Offset is the instantaneous difference between two clock readings (like the distance between two runners at a specific moment). Skew is the rate of change of offset (the difference in their speeds). Drift is the change in skew over time (their acceleration or deceleration). A quartz clock might have offset of 5 ms (it reads 5 ms ahead), skew of 10 ppm (it gains 10 μs per second), and drift that changes with temperature.
The clock condition L(a) < L(b) whenever a → b is guaranteed by the increment-on-event rule combined with the max-plus-one rule on receive. But the converse can fail because concurrent events can be assigned arbitrary logical times that happen to satisfy L(a) < L(b) even though neither happened before the other. The logical clock adds enough ordering information to enforce the forward direction of causality but not enough to identify concurrency precisely.
Essential: high-frequency trading — regulators need to know the exact UTC time of each trade to detect fraud, and millisecond differences can determine which order was placed first. Logical clocks suffice: the bank database example — what matters is the order of updates (which came first), not their absolute time. A Lamport clock can ensure all replicas apply updates in the same order, even without knowing the actual wall-clock time.
NTP provides global absolute time synchronised to UTC, using a hierarchical server architecture. Berkeley provides global relative time among a group of machines without requiring any UTC reference. Use NTP when external time correlation matters (logging, legal compliance, coordination with external systems). Use Berkeley when only internal consistency is needed (sensor networks, cluster-internal coordination) or when UTC access is unavailable.

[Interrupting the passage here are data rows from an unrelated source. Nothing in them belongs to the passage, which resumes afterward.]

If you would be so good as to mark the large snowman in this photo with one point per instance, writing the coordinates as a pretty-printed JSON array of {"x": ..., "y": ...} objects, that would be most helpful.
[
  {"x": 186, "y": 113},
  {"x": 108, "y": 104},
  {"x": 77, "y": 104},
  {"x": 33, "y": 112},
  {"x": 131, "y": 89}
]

Synchronisation ensures that events occur in a particular order (ordering messages by logical clock). Mutual exclusion ensures that conflicting actions (e.g., two writes to the same variable) do not overlap. Coordination is the general problem of governing interaction based on both time and the nature of actions, aimed at a global system objective. Mutual exclusion is a form of coordination; synchronisation is a tool for coordination.
Relativity tells us there is no universal “now” — different observers in different frames of reference experience time differently. Distributed systems face an analogous problem: processes on different machines have different clocks, no shared “present,” and no way to define simultaneity absolutely. The distributed systems problem is not just an engineering inconvenience; it reflects a fundamental property of the universe we inhabit.
It bounds the clock frequency deviation from perfect: 1−ρ ≤ dC/dt ≤ 1+ρ. It gives a worst-case bound on how fast clocks can drift apart. Synchronisation algorithms use ρ to determine how frequently they must re-synchronise: if the required precision is ε and the worst-case relative skew between two clocks is 2ρ, then re-synchronisation must occur at intervals of at most ε/(2ρ).